Polynomial multiplication modulo polynomial

Question

Suppose we are working on finite field $F_{16}$ and have pritimive polynomial $z^4+z+1$. I stuck at how to compute polynomial modulo. For example, we have $z^5+z+1$ mod $z^4+z+1$. I use the usual division, I obtain the remainder is $-z^2+1=z^2+1$ because each coefficient is over $F_2$. But I don't know whether this is the correct way to compute remainder. Can anyone help me?

Answer 1

I am assuming that $z^4+z+1$ is the irreducible polynomial used to construct the field $\mathbb{F}_{16}$ (this is different from the concept of primitive element). In that case $z^4+z+1 \equiv 0$.

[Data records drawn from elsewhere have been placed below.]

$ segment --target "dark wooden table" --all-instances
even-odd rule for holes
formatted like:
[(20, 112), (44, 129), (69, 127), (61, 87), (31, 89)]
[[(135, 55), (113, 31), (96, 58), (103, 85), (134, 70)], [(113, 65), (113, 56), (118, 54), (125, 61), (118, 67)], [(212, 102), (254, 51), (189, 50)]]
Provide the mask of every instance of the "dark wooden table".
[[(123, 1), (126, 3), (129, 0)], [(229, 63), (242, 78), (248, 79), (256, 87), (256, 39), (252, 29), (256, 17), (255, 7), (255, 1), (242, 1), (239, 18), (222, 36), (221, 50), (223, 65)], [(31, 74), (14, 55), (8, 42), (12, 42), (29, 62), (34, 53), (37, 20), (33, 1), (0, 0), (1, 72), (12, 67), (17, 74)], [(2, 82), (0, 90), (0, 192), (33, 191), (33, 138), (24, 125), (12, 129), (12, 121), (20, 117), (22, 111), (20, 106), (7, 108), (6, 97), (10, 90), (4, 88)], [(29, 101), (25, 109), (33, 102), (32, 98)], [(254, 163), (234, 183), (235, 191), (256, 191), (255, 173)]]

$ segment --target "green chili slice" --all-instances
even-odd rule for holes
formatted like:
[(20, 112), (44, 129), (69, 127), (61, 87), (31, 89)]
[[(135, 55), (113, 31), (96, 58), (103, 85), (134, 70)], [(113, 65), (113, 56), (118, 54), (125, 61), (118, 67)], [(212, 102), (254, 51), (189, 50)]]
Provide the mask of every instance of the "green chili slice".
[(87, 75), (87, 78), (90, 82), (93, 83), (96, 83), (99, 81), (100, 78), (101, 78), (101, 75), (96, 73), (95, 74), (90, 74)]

\begin{align*} z^4+z+1 & \equiv 0 \pmod{z^4+z+1}\\ z^4 & \equiv z+1 \pmod{z^4+z+1}\\ z^5 & \equiv z^2+z \pmod{z^4+z+1}\\ z^5+z+1 & \equiv z^2+1 \pmod{z^4+z+1} \end{align*} So you have the right answer but using the above congruences can help you reduce your work.

Answer 2

In general, long division will always give you the right answer, but is often tedious. An approach like in Anurag A's answer will often make that calculation easier, but sometimes requires a bit of cleverness.

As for the example in your comment, a similar idea works. If you're computing modulo $x^{2}-1$, you're saying that $x^{2} -1 \equiv 0$, or $x^{2} \equiv 1$. So, we get:

$$ x^{3} + 2x^{2} = x \cdot x^{2} + 2 \cdot x^{2} \equiv x \cdot 1 + 2 \cdot 1 = x+2 . $$

I'm thinking you should double check your long division on that one.